Unfortunately not since [email protected] was unable to source the day/date wheels. I did get the whole dial relumed and the hands were relumed earlier.. so everything glows brightly now, unlike how it was originally.

Plus, he applied an anti-reflective coating to the crystal. It is different from what I am used to seeing since it does not have a purplish tint, it is just clear.

If you're interested in seeing what a MIII with black day/date wheels looks like, just do some searches for a Sinn 103. After the money I spent on this watch, I probably could have just bought a used Sinn 103.. oh well. I still love the watch, although I would like to add a Speedmaster Pro to my collection still. I think that would be the end of the collection.

-Ian


----------



## mach 0.0013137 (Jan 10, 2005)

iwhelan said:


> I think that would be the end of the collection.
> 
> -Ian
> 
> ...


Famous last words


----------



## redmonaco (Nov 29, 2004)

iwhelan said:


> [ I think that would be the end of the collection.
> 
> -Ian
> 
> ...


Are you that strong willed?? How many in your collection to date (or to put it another way, how many times previously have you thought your collection was 'complete'?)

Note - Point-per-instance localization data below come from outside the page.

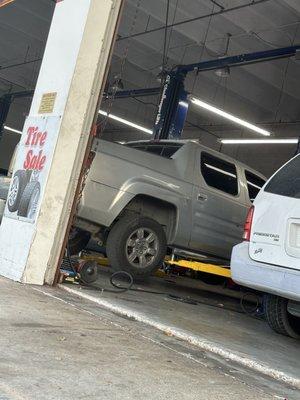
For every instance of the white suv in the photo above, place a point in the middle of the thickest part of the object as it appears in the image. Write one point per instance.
(269, 258)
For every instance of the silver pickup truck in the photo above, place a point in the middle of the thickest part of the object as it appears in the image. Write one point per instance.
(144, 197)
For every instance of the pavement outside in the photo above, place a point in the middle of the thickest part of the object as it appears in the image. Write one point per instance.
(55, 346)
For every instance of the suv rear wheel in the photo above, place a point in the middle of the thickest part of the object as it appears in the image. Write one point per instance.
(278, 317)
(136, 245)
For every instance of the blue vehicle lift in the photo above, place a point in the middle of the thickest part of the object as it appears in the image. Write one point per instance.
(174, 103)
(173, 106)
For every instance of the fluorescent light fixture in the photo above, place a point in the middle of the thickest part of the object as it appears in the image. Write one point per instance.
(7, 128)
(231, 117)
(260, 141)
(126, 122)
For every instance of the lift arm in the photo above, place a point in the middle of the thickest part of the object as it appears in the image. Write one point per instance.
(173, 106)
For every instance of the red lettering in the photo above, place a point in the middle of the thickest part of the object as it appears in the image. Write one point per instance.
(43, 138)
(35, 137)
(42, 163)
(30, 132)
(34, 161)
(27, 160)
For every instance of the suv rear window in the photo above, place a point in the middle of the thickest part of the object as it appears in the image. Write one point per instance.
(254, 184)
(287, 180)
(219, 174)
(161, 149)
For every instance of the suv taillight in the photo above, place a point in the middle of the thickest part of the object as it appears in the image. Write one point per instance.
(248, 224)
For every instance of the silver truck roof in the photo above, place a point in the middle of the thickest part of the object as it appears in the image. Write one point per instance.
(197, 143)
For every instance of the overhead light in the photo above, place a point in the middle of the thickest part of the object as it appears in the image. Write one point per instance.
(231, 117)
(117, 84)
(7, 128)
(126, 122)
(223, 72)
(260, 141)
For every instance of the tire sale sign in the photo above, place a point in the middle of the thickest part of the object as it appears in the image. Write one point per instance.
(32, 166)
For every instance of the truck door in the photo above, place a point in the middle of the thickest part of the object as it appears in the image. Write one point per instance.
(219, 208)
(275, 236)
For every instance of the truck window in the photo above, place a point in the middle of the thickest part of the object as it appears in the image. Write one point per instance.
(219, 174)
(164, 150)
(254, 184)
(286, 182)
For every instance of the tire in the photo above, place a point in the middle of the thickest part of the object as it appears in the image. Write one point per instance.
(278, 317)
(136, 245)
(30, 200)
(19, 181)
(89, 272)
(78, 240)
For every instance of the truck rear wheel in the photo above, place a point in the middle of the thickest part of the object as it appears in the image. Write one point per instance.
(136, 245)
(278, 317)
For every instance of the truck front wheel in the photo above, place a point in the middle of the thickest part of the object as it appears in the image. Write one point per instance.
(279, 318)
(136, 245)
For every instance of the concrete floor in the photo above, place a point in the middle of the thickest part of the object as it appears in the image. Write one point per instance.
(56, 346)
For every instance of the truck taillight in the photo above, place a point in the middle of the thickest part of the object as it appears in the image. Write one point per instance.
(248, 224)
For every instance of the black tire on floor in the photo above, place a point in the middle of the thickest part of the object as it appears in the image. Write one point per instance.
(29, 200)
(278, 317)
(20, 180)
(117, 246)
(78, 241)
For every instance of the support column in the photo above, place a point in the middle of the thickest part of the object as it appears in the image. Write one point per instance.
(55, 138)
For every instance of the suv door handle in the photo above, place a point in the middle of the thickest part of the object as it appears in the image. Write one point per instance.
(201, 197)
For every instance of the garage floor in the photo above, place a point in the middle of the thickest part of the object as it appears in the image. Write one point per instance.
(211, 319)
(55, 345)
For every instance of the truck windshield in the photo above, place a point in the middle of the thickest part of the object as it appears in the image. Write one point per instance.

I believe you are right regarding the Sinn 103, do they come with ar coating do you know?


----------



## iwhelan (Dec 18, 2004)

redmonaco said:


> iwhelan said:
> 
> 
> > [ I think that would be the end of the collection.
> ...


I think I'm that strong willed. I only have 2 watches in my "collection" now anyway! Just a Seiko OM and the O&W. Maybe someday I would consider selling my modifed O&W MIII to put money towards an Omega Speedmaster Pro. I would honestly rather just have a few watches that I really love and wear often rather than a lot that don't get much wearing.

I think the Omega Speedmaster Pro kind of epitomizes the swiss army knife of watches for me. It's casual when it needs to be casual, dressy when it needs to be dressy, rugged, utilitarian, and beautifully designed all at once. That's the kind of watch I would be proud to wear for decades as a daily wearer. The OM is for when the going really gets tough, like swimming, hiking, etc. The O&W does a lot of what the Speedmaster does, but there is something about it that doesn't have the same cache unfortunately.

I have told my self though that I wouldn't sell the O&W since it was my first ever really nice watch, first ever mechanical even. Selling it right now would be a good way to loose money probably since the value hasn't really gone up at all and I've put extra money into it that might not neccesarily add value.

-Ian


----------